Partial Text: Mortality in children under 5 years is estimated at 43/1,000 live births globally and 82/1,000 live births in sub-Saharan Africa. This corresponds to the death of 5.6 million children under 5 years old globally each year, 2.8 million in sub-Saharan Africa alone [1].

From December 1, 2015, to November 30, 2016, 4,784 children were eligible for enrolment; consent for enrolment was not obtained for 8 of these. In all, 4,776 children were enrolled (mean 191 per cluster [range 45–762]), but 181 were excluded due to enrolment violations (fever not reported/measured, presence of diarrhoea or pneumonia at enrolment, or outside the eligible age group) (Fig 1). The mean number of children enrolled per HEW was 20.8 (range 1–103) in the universal follow-up arm and 22.1 (range 1–166) in the conditional follow-up arm.

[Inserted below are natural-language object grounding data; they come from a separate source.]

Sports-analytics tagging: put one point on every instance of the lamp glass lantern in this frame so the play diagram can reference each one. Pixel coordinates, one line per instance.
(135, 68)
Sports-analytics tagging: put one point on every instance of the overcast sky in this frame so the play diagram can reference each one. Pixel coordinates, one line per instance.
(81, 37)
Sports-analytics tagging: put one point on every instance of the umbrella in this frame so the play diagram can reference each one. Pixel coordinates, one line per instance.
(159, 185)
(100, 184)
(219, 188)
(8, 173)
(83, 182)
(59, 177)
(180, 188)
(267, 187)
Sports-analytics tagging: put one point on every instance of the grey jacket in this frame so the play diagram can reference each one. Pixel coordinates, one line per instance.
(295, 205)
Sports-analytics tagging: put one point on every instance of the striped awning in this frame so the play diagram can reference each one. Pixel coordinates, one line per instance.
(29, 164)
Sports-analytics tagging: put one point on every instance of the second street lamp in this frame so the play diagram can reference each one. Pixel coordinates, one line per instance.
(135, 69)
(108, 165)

Conditional follow-up of children with non-severe unclassified fever in a low malaria transmission setting in Ethiopia was found to be non-inferior to universal follow-up through 1 week, with an average 2.7% of children across both arms having treatment failure at day 8. No deaths were recorded. While iCCM guidelines recommend universal follow-up for all children, regardless of symptom resolution, IMNCI guidelines recommend less intense conditional follow-up after 2 or 3 days (depending on malaria endemicity). To our knowledge, this study and a sister study in DRC [24] are the first to provide evidence that conditional follow-up is no less safe or marginally less safe than universal follow-up in children aged 2–59 months seen by CHWs.